Sample implementation

This is a sample implementation that can be extended to your own needs. The most important part are the concurrent collections to provide a thread-safe processor. The implementation is very basic. It removes all telemetry (including slow dependencies) for successful requests.

public class FilteringTelemetryProcessor : ITelemetryProcessor
{
    private readonly ITelemetryProcessor _next;
	private readonly ConcurrentDictionary<string, ConcurrentQueue<ITelemetry>> _operations = 
                 new ConcurrentDictionary<string, ConcurrentQueue<ITelemetry>>();

    public FilteringTelemetryProcessor(ITelemetryProcessor next)
    {
        _next = next;
    }

    public void Process(ITelemetry item)
    {
        // Obtain the operation identifier
        var operationId = item.Context.Operation?.Id;
        if (operationId != null)
        {
            // All operations are started via a request
            var request = item as RequestTelemetry;
            if (request != null)
            {
                // Obtain (and remove) the telemetries for this operation 
                var found = _operations.TryRemove(operationId,
                                           out ConcurrentQueue<ITelemetry> telemetries);

                // Send all the logging for the operation if the operation failed
                if (found && request.Success.HasValue && !request.Success.Value)
                {
                    ITelemetry telemetry;
                    while (telemetries.TryDequeue(out telemetry))
                        _next.Process(telemetry);
                }
            }
            else
            {
                // Obtain the telemetries for this operation
                var telemetries = _operations.GetOrAdd(operationId, 
                                                  _ => new ConcurrentQueue<ITelemetry>());
                telemetries.Enqueue(item);
                return;
            }
        }

        // Process the item
        _next.Process(item);
    }
}

A more advanced implementation is available on GitHub and there is also a NuGet package available if you want to use the module without any modifications. It is compatible with .NET 4 (and later) and .NET core. Using Application Insights on .NET core is a bit different, so check out the demo applications for more information.

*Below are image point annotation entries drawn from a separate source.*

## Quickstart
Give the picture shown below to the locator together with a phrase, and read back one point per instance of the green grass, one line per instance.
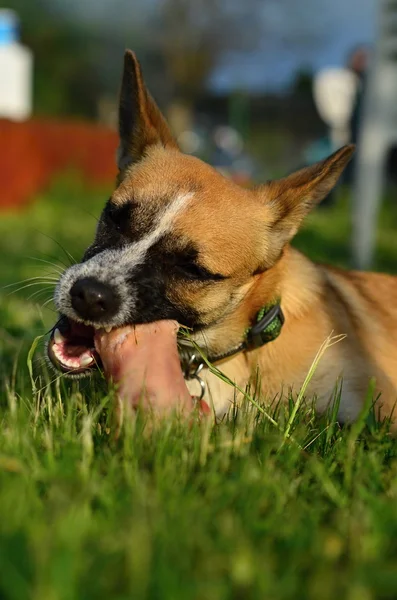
(237, 511)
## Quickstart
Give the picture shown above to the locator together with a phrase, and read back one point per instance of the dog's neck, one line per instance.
(294, 281)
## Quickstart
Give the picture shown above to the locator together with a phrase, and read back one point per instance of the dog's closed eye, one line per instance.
(117, 216)
(193, 271)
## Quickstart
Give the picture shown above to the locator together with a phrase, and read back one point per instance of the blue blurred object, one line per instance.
(317, 150)
(9, 27)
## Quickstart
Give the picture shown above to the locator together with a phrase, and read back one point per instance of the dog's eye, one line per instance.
(118, 216)
(194, 271)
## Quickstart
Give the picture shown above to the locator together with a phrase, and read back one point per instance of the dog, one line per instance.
(179, 243)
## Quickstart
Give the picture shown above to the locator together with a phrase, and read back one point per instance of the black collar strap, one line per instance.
(267, 327)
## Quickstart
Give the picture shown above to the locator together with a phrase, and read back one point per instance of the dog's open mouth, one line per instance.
(71, 347)
(142, 360)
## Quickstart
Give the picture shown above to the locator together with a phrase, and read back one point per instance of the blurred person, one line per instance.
(358, 61)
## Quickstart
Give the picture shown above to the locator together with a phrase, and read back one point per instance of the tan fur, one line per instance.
(244, 235)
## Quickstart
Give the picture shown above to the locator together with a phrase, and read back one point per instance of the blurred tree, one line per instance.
(66, 78)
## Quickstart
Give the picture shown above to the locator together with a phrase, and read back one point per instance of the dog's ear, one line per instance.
(141, 123)
(290, 199)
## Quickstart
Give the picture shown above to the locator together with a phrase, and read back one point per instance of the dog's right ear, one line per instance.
(141, 123)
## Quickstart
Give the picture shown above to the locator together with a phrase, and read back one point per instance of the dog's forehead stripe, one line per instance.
(111, 265)
(162, 225)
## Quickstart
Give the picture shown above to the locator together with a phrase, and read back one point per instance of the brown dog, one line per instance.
(177, 243)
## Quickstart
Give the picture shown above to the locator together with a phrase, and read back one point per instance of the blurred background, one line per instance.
(257, 88)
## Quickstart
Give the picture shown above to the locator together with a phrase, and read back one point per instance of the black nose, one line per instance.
(94, 300)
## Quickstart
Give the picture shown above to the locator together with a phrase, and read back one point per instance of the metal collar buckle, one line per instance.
(192, 365)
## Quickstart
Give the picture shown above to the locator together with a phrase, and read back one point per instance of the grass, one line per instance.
(244, 510)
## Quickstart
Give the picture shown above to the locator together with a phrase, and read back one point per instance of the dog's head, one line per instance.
(177, 240)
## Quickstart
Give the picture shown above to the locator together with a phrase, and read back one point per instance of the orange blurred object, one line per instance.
(34, 151)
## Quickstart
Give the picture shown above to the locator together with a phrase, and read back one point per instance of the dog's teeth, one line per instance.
(58, 337)
(85, 361)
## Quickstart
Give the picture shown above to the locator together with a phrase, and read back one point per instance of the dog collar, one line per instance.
(266, 328)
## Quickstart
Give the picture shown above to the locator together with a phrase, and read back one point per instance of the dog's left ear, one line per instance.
(141, 123)
(290, 199)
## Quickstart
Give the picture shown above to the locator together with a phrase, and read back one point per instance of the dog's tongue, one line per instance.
(143, 361)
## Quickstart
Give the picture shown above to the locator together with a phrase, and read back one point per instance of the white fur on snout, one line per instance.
(112, 267)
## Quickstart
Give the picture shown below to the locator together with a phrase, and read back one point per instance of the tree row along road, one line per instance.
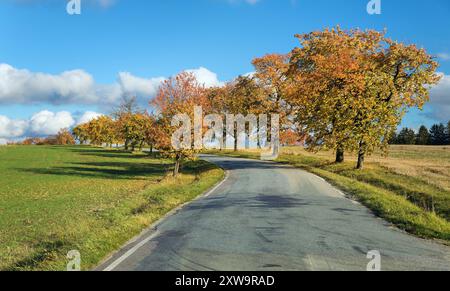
(268, 216)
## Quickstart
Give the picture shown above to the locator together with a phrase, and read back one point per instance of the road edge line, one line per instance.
(152, 231)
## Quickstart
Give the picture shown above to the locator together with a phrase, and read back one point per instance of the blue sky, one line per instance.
(145, 39)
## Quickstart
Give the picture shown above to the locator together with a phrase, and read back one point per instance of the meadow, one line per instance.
(57, 199)
(410, 187)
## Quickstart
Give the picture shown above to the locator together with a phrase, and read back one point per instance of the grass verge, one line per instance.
(405, 201)
(57, 199)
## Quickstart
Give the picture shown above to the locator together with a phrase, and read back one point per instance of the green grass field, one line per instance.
(57, 199)
(408, 188)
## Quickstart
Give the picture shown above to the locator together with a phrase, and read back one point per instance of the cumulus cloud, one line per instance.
(251, 2)
(206, 77)
(21, 86)
(88, 116)
(440, 99)
(41, 124)
(12, 128)
(130, 84)
(49, 123)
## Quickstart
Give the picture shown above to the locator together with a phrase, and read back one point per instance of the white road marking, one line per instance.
(130, 252)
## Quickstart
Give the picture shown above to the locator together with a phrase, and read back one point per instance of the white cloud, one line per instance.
(49, 123)
(206, 77)
(21, 86)
(41, 124)
(132, 85)
(88, 116)
(251, 2)
(440, 99)
(12, 128)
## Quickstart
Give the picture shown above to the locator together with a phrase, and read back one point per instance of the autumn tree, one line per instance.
(132, 128)
(352, 88)
(81, 133)
(123, 115)
(178, 96)
(448, 133)
(64, 137)
(270, 72)
(423, 136)
(406, 136)
(438, 135)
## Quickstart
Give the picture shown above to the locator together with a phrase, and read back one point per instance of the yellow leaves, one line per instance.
(355, 85)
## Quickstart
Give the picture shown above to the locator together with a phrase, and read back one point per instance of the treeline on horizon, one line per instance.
(437, 135)
(340, 90)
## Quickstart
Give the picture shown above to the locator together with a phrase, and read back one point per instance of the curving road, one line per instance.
(266, 217)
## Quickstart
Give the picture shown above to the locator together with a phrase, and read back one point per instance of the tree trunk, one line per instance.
(340, 155)
(361, 156)
(176, 169)
(235, 140)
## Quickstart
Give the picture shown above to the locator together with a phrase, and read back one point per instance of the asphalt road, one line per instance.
(271, 217)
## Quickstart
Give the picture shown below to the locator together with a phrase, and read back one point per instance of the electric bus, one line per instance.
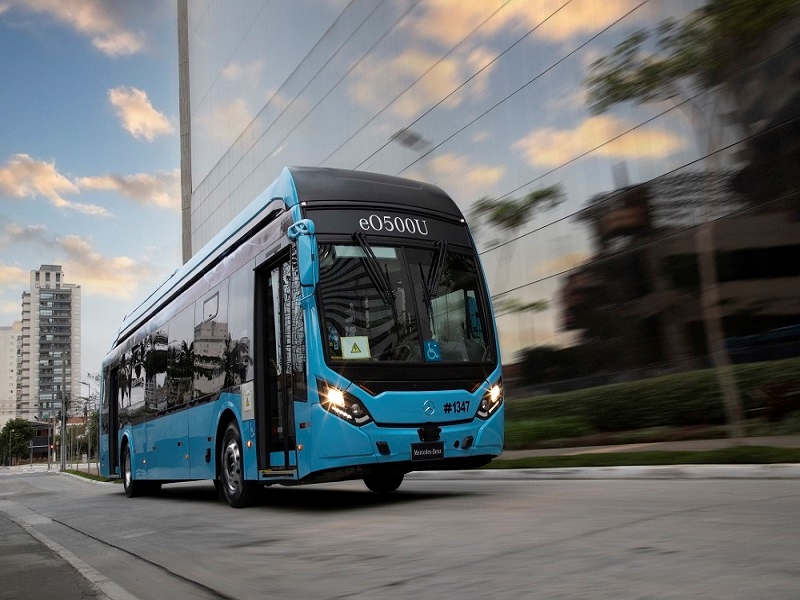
(339, 328)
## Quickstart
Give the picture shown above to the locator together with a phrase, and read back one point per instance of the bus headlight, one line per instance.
(491, 401)
(342, 404)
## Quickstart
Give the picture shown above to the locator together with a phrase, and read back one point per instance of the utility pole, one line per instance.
(63, 410)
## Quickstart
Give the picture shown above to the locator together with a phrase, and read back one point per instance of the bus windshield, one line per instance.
(402, 303)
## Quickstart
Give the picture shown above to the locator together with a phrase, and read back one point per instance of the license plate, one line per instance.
(430, 451)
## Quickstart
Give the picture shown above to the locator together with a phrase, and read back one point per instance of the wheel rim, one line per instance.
(232, 467)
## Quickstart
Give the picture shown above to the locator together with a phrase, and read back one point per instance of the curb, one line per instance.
(770, 471)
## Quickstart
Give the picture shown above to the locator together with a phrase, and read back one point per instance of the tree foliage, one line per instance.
(703, 50)
(15, 438)
(510, 214)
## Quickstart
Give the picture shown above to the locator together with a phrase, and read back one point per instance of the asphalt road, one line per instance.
(500, 535)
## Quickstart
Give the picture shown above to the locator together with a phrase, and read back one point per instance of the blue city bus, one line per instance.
(339, 328)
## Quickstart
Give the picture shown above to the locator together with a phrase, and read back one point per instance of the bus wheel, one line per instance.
(238, 492)
(132, 487)
(384, 483)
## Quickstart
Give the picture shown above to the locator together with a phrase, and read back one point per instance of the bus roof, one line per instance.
(293, 186)
(337, 185)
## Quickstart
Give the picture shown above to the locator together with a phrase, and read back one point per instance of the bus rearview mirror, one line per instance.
(302, 233)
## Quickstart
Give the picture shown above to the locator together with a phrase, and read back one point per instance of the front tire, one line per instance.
(384, 483)
(132, 487)
(238, 492)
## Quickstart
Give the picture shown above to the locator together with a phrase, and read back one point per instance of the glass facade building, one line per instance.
(594, 201)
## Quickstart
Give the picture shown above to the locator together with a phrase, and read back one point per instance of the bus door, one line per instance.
(280, 363)
(109, 425)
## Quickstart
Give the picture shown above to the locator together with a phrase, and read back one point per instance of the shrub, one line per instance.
(679, 400)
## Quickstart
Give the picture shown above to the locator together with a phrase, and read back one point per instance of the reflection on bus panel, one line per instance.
(339, 328)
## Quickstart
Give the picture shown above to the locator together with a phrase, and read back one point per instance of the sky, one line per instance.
(89, 154)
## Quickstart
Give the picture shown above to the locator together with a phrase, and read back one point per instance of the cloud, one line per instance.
(14, 233)
(249, 73)
(161, 189)
(450, 21)
(460, 168)
(138, 116)
(25, 177)
(115, 277)
(93, 19)
(419, 79)
(606, 135)
(11, 276)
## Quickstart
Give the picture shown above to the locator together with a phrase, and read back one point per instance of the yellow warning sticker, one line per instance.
(355, 346)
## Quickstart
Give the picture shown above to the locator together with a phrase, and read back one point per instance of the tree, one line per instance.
(510, 214)
(703, 52)
(15, 440)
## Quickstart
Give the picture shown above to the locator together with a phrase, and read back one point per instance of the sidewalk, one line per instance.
(31, 569)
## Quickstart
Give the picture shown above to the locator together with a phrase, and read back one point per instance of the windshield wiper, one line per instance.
(373, 268)
(437, 266)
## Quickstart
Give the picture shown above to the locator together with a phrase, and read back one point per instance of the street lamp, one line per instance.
(10, 433)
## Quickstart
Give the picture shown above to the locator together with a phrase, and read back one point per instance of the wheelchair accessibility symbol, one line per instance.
(432, 351)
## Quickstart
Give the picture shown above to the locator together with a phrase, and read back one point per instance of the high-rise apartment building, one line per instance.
(49, 364)
(9, 350)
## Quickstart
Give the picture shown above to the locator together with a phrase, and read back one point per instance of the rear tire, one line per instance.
(384, 483)
(238, 492)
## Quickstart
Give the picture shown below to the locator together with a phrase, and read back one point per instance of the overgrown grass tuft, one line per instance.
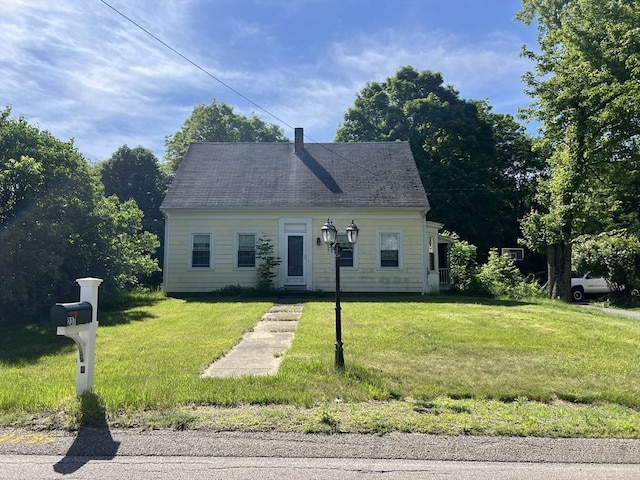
(433, 364)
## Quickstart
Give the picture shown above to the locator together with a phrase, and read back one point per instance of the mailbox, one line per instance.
(68, 314)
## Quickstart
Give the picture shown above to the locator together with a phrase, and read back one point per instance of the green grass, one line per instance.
(425, 364)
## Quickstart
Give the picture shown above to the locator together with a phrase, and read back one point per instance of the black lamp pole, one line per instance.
(329, 234)
(339, 361)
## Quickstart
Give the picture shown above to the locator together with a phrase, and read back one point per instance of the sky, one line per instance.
(83, 71)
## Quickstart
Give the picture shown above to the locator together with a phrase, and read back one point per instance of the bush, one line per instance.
(501, 278)
(463, 266)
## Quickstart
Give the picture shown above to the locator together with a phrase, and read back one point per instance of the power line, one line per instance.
(202, 69)
(240, 94)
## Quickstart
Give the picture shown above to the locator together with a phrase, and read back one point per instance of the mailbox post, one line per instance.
(79, 322)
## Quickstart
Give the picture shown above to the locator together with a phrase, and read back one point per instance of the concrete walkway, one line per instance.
(260, 351)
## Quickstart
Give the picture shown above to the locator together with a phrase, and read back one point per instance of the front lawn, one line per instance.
(428, 364)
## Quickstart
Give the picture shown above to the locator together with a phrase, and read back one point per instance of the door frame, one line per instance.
(296, 227)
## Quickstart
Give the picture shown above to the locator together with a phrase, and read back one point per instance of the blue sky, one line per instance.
(79, 70)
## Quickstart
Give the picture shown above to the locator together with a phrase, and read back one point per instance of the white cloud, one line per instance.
(80, 70)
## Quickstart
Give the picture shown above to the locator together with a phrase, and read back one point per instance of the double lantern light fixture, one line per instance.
(329, 237)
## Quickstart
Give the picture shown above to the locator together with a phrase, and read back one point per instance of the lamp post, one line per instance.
(329, 236)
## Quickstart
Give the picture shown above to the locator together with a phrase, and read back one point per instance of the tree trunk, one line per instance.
(559, 270)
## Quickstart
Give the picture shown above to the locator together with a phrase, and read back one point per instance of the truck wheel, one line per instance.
(577, 294)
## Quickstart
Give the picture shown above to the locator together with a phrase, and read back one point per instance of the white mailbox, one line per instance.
(79, 322)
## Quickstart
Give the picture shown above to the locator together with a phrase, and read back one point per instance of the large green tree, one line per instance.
(135, 174)
(217, 122)
(474, 164)
(586, 89)
(56, 225)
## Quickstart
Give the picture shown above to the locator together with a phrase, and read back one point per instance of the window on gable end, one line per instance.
(246, 254)
(346, 250)
(389, 250)
(201, 250)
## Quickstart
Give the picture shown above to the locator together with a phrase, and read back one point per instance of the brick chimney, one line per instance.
(299, 140)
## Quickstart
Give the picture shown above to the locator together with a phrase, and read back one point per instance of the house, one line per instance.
(225, 196)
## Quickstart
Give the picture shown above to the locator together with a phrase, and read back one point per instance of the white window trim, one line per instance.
(236, 244)
(355, 257)
(211, 250)
(379, 234)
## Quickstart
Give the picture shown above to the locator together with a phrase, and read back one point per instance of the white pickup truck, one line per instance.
(586, 284)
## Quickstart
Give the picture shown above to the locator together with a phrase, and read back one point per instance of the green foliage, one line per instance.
(135, 174)
(485, 359)
(265, 252)
(463, 266)
(614, 255)
(498, 277)
(476, 166)
(123, 250)
(502, 279)
(57, 226)
(586, 87)
(217, 122)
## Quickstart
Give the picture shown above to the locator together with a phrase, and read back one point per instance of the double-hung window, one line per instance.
(246, 254)
(201, 250)
(389, 249)
(346, 250)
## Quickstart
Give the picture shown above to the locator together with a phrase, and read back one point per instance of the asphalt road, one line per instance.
(122, 454)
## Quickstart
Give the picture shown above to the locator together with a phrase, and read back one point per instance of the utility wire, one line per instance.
(240, 94)
(203, 70)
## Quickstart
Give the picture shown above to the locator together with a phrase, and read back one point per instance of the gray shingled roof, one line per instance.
(273, 175)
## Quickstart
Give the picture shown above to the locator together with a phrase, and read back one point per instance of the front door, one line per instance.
(295, 260)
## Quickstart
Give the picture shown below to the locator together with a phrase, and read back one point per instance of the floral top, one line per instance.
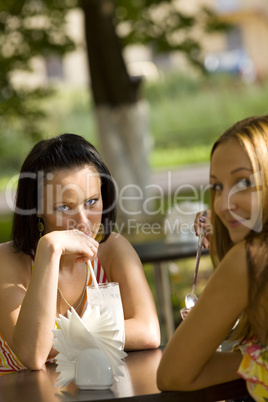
(9, 362)
(254, 368)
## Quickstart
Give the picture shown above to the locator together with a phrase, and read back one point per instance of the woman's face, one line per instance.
(72, 200)
(235, 196)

The demo application shows what the filter does. Without filtering the following events are emitted to Application Insights:

Unfiltered telemetry

With the filtering active, only the slow dependencies and traces for failed requests are sent to Application Insights and drastically reducing the amount of telemetry. In this example every 10th call fails, so with actual production load the savings will be much more:

Filtered telemetry

The telemetry processor can be injected by adding the <TelemetryProcessors> tag to your configuration:

<?xml version="1.0" encoding="utf-8"?>
<ApplicationInsights xmlns="http://schemas.microsoft.com/ApplicationInsights/2013/Settings"
                     schemaVersion="2014-05-30">
  <TelemetryProcessors>
    <!-- Operation filter reduces telemetry for successful operations. -->
    <Add Type="RamonDeKlein.AI.OperationFilterProcessor, RamonDeKlein.AI">
      <AlwaysLogExceptions>True</AlwaysLogExceptions>
      <AlwaysLogFailedDependencies>True</AlwaysLogFailedDependencies>
      <AlwaysTraceDependencyWithDuration>0:0:0.150</AlwaysTraceDependencyWithDuration>
      <MinAlwaysTraceLevel>Warning</MinAlwaysTraceLevel>
      <IncludeOperationLessTelemetry>True</IncludeOperationLessTelemetry>
    </Add>
  </TelemetryProcessors>
  <InstrumentationKey>...insert-your-key-here...</InstrumentationKey>
</ApplicationInsights>

Improvements

You probably want to log trace messages with high severity levels, slow dependencies, exceptions, … It’s best to take a look at the GitHub repository and to extend it to your needs. If you think you have a neat extension and would like to share it, then please submit a pull request.